February 2014 Industry

Are you in Miami? Are you near Miami? You need to head to the Miami Boat Show. Our editor, Brady L. Kay plus others on our staff will be there as well. This amazing show opens Thursday, Feburary 13th.

But before it can start, it has to be set up.  This herculean effort started this last Tuesday, with the staging of four venues that make up the massive boat shows .

All four sites — along Collins Avenue for the Yacht & Brokerage Show in Miami Beach and the venues at the Miami Beach Convention Center, Sea Isle Marina & Yachting Center and Miamarina at Bayside for the NMMA’s Miami International Boat Show — were bustling as thousands of crewmembers assembled showcase stages for 3,500 boats.

Wooden crates, steel frames, banners and signs were being carried in and assembled by well-coordinated teams amid the sound of hammers, screw guns and miles of carpeting being stapled down. Forklifts, scissor lifts and power machinery — most of which will be out of sight once the shows open — were everywhere on Tuesday and will be again today.

“We’re in better shape on a Tuesday than we’ve ever been before,” Dane Graziano, senior vice president and COO of Show Management, producer of the Yacht & Brokerage Show, told Trade Only Today.

The expanded show will feature more than 500 new and brokerage yachts. New this year is Superyacht Miami, which is for yachts larger than 155 feet. It will be at the Miami Beach Marina.

Although there will be more than 60 yachts larger than 100 feet at the Yacht & Brokerage Show on Collins Avenue, the new location was added to accommodate yachts that are too large for the Indian Creek Waterway.

Graziano said staging the Indian Creek venue involves the creation over a two-week period of a 2 million-square-foot full-service marina to accommodate 450 yachts.

Additional challenges to staging the show are restrictions that provide only 10-minute intervals each hour between 9:30 a.m. and 4 p.m. daily to open the 63rd Street Bridge, which is required to move yachts into the narrow creek while minimizing the effects on vehicle traffic, and closing one traffic lane on busy Collins Avenue between 9 a.m. and 4 p.m. (to accommodate rush hour traffic) for exhibitors to unload trucks full of gear.

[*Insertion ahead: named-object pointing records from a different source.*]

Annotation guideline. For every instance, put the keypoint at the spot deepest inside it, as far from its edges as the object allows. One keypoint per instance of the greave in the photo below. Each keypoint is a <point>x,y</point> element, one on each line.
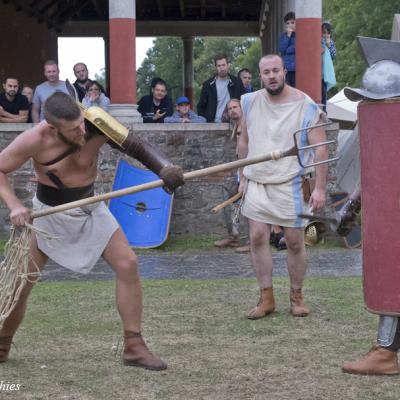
<point>389,332</point>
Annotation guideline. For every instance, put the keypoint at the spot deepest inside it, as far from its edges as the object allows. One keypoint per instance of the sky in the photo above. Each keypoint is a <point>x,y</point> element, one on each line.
<point>91,52</point>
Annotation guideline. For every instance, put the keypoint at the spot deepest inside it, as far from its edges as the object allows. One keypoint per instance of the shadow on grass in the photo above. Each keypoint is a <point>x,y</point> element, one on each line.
<point>65,346</point>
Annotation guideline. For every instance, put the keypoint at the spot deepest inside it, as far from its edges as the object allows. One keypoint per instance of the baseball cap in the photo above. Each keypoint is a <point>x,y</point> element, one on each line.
<point>182,100</point>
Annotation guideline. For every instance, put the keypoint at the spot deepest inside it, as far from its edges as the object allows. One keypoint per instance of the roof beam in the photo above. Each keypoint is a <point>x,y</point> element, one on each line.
<point>203,8</point>
<point>160,8</point>
<point>182,8</point>
<point>159,28</point>
<point>197,28</point>
<point>263,17</point>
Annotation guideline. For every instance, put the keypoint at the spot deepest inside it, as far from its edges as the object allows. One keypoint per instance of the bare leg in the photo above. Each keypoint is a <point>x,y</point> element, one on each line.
<point>297,266</point>
<point>13,321</point>
<point>129,302</point>
<point>262,262</point>
<point>261,252</point>
<point>297,263</point>
<point>128,288</point>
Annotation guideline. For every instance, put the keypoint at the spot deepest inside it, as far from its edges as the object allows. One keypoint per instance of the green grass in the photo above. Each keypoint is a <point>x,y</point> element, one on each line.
<point>183,243</point>
<point>64,347</point>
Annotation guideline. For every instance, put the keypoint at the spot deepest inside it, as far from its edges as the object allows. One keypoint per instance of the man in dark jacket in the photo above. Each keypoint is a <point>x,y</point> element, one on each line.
<point>218,90</point>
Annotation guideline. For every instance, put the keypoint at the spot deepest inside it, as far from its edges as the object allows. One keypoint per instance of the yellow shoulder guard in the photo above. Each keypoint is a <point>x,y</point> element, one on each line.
<point>106,124</point>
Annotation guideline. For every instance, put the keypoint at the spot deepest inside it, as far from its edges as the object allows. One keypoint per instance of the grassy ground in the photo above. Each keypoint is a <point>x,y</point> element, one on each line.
<point>64,347</point>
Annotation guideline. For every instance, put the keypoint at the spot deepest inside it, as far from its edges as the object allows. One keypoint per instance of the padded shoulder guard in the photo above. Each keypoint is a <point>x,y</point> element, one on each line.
<point>106,124</point>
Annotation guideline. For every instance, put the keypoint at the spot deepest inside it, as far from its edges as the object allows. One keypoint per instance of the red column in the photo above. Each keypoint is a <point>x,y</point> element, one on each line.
<point>122,26</point>
<point>308,48</point>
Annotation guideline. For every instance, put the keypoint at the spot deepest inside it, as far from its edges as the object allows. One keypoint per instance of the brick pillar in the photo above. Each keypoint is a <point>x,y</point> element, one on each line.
<point>308,47</point>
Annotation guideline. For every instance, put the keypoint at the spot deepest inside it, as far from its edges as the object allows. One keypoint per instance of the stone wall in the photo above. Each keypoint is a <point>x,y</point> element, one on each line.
<point>193,146</point>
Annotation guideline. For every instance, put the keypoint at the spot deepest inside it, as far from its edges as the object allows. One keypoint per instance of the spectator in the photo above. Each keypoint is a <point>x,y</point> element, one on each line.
<point>46,89</point>
<point>14,107</point>
<point>183,113</point>
<point>27,91</point>
<point>94,96</point>
<point>81,73</point>
<point>218,90</point>
<point>328,55</point>
<point>245,76</point>
<point>230,187</point>
<point>157,105</point>
<point>287,48</point>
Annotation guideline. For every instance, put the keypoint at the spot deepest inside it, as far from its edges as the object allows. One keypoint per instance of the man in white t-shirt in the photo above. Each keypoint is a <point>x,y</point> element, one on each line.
<point>46,89</point>
<point>218,90</point>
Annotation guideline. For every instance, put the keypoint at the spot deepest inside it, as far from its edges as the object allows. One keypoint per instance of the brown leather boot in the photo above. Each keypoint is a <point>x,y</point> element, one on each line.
<point>137,354</point>
<point>297,306</point>
<point>378,361</point>
<point>265,305</point>
<point>5,346</point>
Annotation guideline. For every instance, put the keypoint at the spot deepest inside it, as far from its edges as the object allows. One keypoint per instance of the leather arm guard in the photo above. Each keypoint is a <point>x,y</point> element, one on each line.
<point>143,151</point>
<point>348,214</point>
<point>100,122</point>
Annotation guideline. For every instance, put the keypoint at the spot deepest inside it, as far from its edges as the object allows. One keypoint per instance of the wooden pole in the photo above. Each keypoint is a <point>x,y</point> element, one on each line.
<point>225,203</point>
<point>275,155</point>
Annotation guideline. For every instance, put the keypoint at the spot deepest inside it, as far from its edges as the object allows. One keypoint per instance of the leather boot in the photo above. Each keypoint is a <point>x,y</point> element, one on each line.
<point>5,346</point>
<point>378,361</point>
<point>297,306</point>
<point>137,354</point>
<point>265,305</point>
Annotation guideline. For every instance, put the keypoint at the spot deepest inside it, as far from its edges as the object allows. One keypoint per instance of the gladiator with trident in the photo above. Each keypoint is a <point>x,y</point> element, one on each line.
<point>64,149</point>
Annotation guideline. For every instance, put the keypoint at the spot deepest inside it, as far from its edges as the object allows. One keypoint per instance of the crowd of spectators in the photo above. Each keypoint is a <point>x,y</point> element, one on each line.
<point>25,104</point>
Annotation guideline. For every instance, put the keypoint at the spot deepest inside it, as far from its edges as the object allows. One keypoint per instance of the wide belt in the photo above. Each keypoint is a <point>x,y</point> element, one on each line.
<point>53,197</point>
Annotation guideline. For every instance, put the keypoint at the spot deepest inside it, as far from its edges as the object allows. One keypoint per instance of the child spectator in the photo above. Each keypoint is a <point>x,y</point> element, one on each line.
<point>27,91</point>
<point>287,48</point>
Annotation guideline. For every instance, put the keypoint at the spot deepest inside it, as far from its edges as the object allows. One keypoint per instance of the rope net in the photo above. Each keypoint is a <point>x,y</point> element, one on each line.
<point>14,269</point>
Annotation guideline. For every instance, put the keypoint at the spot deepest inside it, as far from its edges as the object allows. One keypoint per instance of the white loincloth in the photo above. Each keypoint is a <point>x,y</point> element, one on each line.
<point>81,234</point>
<point>275,204</point>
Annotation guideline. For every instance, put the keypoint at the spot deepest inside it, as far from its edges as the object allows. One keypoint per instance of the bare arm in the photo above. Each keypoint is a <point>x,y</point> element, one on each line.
<point>242,149</point>
<point>12,158</point>
<point>35,113</point>
<point>317,199</point>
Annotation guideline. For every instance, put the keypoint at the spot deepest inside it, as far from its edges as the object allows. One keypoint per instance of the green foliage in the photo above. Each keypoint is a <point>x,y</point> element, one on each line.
<point>357,18</point>
<point>165,60</point>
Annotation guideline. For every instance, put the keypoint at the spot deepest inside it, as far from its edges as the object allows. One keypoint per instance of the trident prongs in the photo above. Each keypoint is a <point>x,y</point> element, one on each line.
<point>298,148</point>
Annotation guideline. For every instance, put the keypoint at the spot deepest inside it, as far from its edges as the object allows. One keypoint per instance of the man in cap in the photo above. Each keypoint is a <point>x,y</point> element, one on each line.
<point>381,81</point>
<point>183,112</point>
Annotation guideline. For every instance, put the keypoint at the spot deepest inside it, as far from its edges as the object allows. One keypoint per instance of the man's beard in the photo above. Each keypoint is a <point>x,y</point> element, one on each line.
<point>278,90</point>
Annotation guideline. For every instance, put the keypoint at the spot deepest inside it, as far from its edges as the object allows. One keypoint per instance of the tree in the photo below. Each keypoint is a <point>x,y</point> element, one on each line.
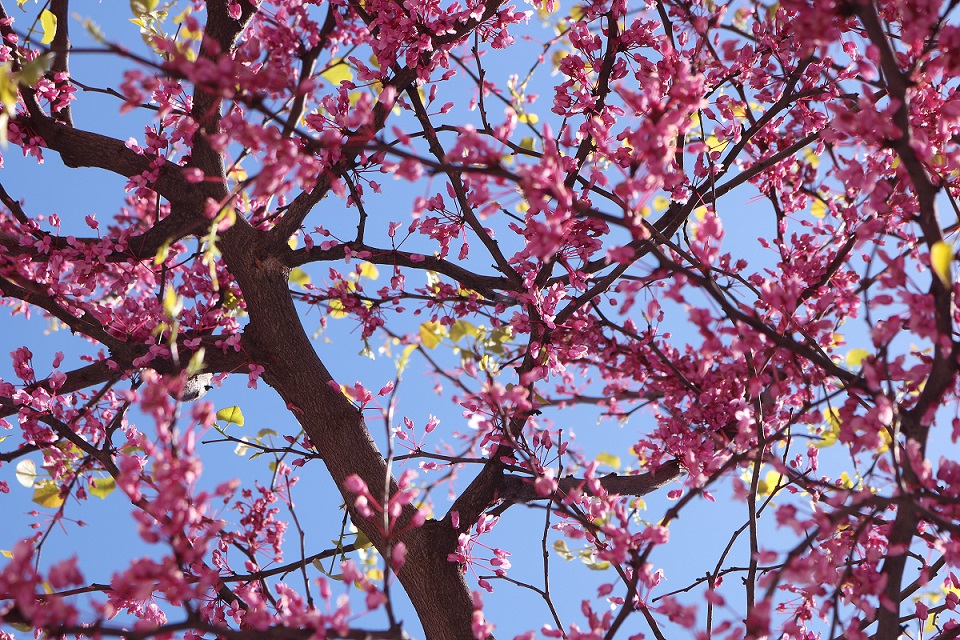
<point>535,254</point>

“It takes a choreographed move in and out by our team and the exhibitors to make this work,” Graziano said. “We’ll be ready for the opening bell.”

About 25 blocks south, Cathy Rick-Joule, vice president of the National Marine Manufacturers Association’s boat shows division, was overseeing the setup of the Miami International Boat Show.

“We started moving product into the [Miami Beach Convention Center] on Saturday and it should all reach a fever pitch on opening morning,” Rick-Joule told Trade Only.

More than 3,000 boats and 2,000 companies worldwide will exhibit at the Miami show’s three venues.

“Between Monday and Wednesday of this week, we’ll have about 1,600 people — that’s union laborers, electricians, parking, decoration and NMMA staff — working to put the show together,” she says.

Rick-Joule said the number of international exhibitors has increased so much this year that a special section was added to showcase boats from Australia, China, Great Britain, Italy and others at the convention center.